その隣にあるお堂です。何のお堂か失念してしまいましたが、おそらく貼紙のインパクトが強すぎたからです。「どろぼうさんがきますから カメラを設置しました(右後方)」と書かれています。ここは奥の院という名のワンダーランドなのではないかという疑問が、確信に変わっていきそうです。

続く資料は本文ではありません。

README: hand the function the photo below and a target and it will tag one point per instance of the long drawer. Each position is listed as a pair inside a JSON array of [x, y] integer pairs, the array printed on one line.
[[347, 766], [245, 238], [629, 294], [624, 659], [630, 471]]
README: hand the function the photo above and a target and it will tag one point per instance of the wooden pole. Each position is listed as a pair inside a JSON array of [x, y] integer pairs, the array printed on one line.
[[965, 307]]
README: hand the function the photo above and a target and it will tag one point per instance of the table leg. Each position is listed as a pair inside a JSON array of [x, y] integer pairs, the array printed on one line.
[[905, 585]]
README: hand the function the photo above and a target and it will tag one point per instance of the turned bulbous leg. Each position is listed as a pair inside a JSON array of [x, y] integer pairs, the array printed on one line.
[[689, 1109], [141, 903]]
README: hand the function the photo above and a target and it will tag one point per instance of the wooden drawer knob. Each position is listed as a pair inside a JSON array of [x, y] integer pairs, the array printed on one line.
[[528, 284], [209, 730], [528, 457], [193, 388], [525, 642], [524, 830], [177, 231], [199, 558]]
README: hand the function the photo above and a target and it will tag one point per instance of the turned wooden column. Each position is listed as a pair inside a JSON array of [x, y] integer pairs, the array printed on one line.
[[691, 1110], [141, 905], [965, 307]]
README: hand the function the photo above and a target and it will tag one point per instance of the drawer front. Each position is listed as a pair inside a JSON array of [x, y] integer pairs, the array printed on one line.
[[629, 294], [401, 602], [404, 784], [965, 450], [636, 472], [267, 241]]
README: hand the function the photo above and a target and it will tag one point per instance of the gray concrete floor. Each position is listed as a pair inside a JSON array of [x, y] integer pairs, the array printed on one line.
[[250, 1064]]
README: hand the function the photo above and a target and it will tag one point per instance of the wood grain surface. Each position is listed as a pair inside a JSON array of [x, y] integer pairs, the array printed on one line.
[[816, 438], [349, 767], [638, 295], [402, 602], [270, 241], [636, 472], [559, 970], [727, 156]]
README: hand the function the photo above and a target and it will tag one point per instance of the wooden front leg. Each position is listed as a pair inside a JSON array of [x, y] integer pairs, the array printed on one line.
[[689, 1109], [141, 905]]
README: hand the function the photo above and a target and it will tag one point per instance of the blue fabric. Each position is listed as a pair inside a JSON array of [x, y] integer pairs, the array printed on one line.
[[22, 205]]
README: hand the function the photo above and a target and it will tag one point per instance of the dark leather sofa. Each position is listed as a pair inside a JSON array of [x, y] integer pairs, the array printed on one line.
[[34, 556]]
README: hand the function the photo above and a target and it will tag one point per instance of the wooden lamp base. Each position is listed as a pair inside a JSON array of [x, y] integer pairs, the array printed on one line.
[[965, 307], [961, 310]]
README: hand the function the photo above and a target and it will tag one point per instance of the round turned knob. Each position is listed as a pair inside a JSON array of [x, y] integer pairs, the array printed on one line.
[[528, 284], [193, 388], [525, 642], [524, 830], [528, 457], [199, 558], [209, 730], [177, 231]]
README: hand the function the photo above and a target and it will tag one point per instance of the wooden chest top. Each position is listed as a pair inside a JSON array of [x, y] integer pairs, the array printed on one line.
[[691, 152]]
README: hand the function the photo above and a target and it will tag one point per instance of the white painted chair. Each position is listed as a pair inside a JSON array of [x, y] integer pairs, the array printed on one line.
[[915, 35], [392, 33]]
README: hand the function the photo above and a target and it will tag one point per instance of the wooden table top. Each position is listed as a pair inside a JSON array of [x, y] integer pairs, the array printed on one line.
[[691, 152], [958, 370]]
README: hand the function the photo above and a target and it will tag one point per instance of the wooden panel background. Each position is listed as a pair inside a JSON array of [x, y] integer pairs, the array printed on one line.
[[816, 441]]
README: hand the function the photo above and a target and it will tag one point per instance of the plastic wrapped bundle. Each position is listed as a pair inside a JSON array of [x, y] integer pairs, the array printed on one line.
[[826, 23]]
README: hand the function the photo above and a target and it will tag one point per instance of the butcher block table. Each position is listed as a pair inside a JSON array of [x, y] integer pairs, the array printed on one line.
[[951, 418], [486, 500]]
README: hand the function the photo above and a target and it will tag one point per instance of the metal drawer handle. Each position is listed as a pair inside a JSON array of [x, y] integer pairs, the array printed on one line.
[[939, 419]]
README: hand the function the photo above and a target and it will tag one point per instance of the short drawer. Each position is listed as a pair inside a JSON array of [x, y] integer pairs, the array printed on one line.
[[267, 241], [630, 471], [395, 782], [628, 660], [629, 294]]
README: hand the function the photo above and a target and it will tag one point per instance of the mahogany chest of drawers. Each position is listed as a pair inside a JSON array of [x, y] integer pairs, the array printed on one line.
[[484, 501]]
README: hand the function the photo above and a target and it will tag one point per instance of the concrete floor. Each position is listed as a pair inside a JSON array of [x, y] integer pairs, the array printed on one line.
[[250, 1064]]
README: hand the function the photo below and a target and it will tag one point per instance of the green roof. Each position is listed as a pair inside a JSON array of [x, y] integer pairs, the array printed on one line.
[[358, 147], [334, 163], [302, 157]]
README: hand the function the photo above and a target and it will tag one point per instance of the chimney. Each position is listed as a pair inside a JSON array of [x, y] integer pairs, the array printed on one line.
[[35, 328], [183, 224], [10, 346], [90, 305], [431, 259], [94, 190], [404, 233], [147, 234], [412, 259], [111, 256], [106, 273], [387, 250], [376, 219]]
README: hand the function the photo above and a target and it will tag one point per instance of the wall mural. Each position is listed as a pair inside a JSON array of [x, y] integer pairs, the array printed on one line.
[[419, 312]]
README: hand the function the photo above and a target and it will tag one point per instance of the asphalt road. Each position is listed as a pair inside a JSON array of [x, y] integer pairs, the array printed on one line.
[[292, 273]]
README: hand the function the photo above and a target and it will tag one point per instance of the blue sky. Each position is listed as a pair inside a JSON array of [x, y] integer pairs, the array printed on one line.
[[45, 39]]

こちらも雑然と脈絡なく並べられていますが、ひとつひとつ丁寧に見ていくと、結構なツッコミどころがあります。せめて説明書きでもあれば理解できて良いのですが、唐突感が否めないんですよね。

 

寿老人

奥の院から下るルートは、七福神の巡礼路になっています。とはいえ、正式なルートはありませんので、どこをどの順番で歩こうと構わないのですが。七福神というのは日本で生まれた信仰で、それぞれの神にはインド起源だったり中国起源だったりと、バラバラな信仰がありました。それが日本で七福神としてまとめられるようになったのが、室町時代の末期なのだそうです。

 

布袋尊

布袋尊は中国起源です。でっぷり太ったお腹が特徴ですが、そのような禅僧が唐の時代に実在したと言われています。

 

大黒天

大黒天は最もメジャーな存在で、日本神道や仏教ともよく習合しています。インドのヒンドゥ教のシヴァ神の化身と言われています。日本神道では大国主命と同一視されていますね。

 

弁財天

七福神が7人組の音楽グループだとしたら、最もソロ活動が盛んなのが弁財天ですね。池や湖や海辺など、水のある所に多く祀られています。日本神道では市杵島姫命と同一視されていますが、そもそもはインドのヒンドゥ教の女神と言われています。

 

毘沙門天

毘沙門天もインド由来の神様です。日本では多聞天という別名もあり、四天王の1尊として挙げられています。上杉謙信が自身を「毘沙門天の化身」と称していたそうで、戦いの神様として信仰されてきました。

 

恵比須神

恵比須神は日本古来の神様ですが、その由来は諸説あってはっきりしません。伊邪那岐伊邪那美の子であるヒルコ(蛭子)であるとも言われていて、少彦名大神と同一視もされています。大国主命(大黒天)の子である事代主神とされることもあり、実際のところどうなんだかは、解釈した人の数だけ真実があるという感じです。由来はさて置き、圧倒的商売繁盛の神様として慕われています。

 

福禄寿尊

福禄寿尊は中国の道教が由来です。寿老人と同一視されることもありますが、それだと六福神になってしまいますね。とにかく由来を見ても良くわからない七福神ですが、この「7」というちょうど良い数の巡礼が日本ではとても愛されています。